Hey, Lyndsay here! So Tom and I have been managing a relationship from Calgary to LA. And it’s hard, but not as hard as it could be. There are a lot of things you can do to make distance work. We haven’t been at this for long, and I am hoping some people in longer-running relationships will hop in in the comments!
The first thing to remember about distance is the little parts of body language and tone that you can use to communicate in person aren’t there. Clear communication – be willing to be frank, and be willing to share things about yourself. You have to do it with more bravery than it can take in person.
Here’s a lot of the stuff that we use to stay in touch with each other and hang out all the time when we can’t be there in person.
Being in touch is very easy with smartphones and social media!
If you’re international, there are great apps that let you get around international texting charges. Voxer lets you text and send short voice messages. Gchat lets you chat, share images and video chat on hangouts. For international couples, gchat keeps archives – a big help if you need to file proof of relationship later!
I use text and IM to stay in touch with Tom throughout the day. Sharing news stories, talking about what’s on my mind and just hanging out. The apps let me avoid international texting charges.
Tom and I already had a lot of overlap on our social media accounts, Twitter especially, but sharing our relationship on Facebook and Twitter is a great way to get to know each other’s friends and interact in a way that’s not just one-on-one.
I like being able to use twitter to introduce my friends and Tom to each other. It’s something that I have a lot of fun with, and it can help your relationship feel more integrated with the rest of your social life. Without this, our relationship sort of feels like it’s not a part of my other friendships, and it’s important to me that they’re at least a little bit entwined.
Snapchat is a great way to stay in touch with photos while avoiding filling up your storage with a ton of boring photos of each other’s faces. You can also text chat, add text to images and jazz up your photos with the drawing tool.
I like snapchat because Tom sends me photos of cars he sees around in LA – I really like cars, and sometimes I’ll get 4 or 5 shots of a Tesla, SLK or something more unusual. It’s a little thing that lets me know he’s thinking of me. I mostly brag to him about my meals and give him important Luigi updates. There’s also a lot to be said for being able to see each other’s faces throughout the day. It’s very comforting when you miss each other!
We get together on weekends over Hangouts. Sometimes we’re just spending time together, other times we’re helping each other out. I get to help Tom plan his D&D games sometimes (if you’re in Tom’s game: everything bad that happens to you was totally not my idea, that was all Tom, I promise). We planned a lot of the fundraising campaign over Hangouts as well!
I really like the quiet, not doing anything hangouts that we have. It’s nice to share my downtime with him there.
Tom and I share a love of games, so we play a lot together. There are board and multiplayer games on Steam, and lots more to play on iOS. We like to play board games together on a hangouts. We also play Martian Dice together on Hangouts with 2 sets!
One of the more fun things we did recently was play through Borderlands 2 on co-op on PS3. I’d never played it, but Tom loves Borderlands 2 so he got to share it with me.
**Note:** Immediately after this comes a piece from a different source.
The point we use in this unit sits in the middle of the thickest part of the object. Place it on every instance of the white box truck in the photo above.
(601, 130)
I’m excited to do the same thing with the Left 4 Dead games – they’re my jam, and he’s never really played them.
We also play tabletop games over Hangout with friends, which is another one of those integrating your LDR into your social circle things.
The point of all these tools is how you use them!
It’s important to have rituals. Have a block of time each day, each week, etc. where you do something together. Being able to know the next time you’ll have each other’s full attention is a huge deal. Whether it is a hangout or a co-op game, make sure you have time scheduled to make each other a priority.
I like to find little things with low shipping cost to have sent to Tom as a surprise. We both really like stationery, so I’ve sent him some pens before. It’s nice to be able to give him something tangible so easily. Steam purchases are another nice surprise, especially a co-op or multiplayer game you can enjoy together!
This is the trickiest part. Long distance relationships aren’t cheap. It takes travel – and international travel is especially expensive. But knowing the next time you’ll be able to be together has a big impact on your well being.
Plan your visits while you’re apart. It’s nice to be spontaneous, but we like to have 2 or 3 things we plan to do before a visit starts. Sharing your days with each other with the apps I talked about before is a good way to figure out what you should do together when you’re there in person!
Believe in it.
Above all, you have to believe in your relationship. You have to work hard on it to be successful, but if you’re pulling together you can make it work!
Moving to be together isn’t always an option. I’m looking forward to hearing how friends who have been in long distance relationships have managed. What are your tips and tricks? Tell us in the comments!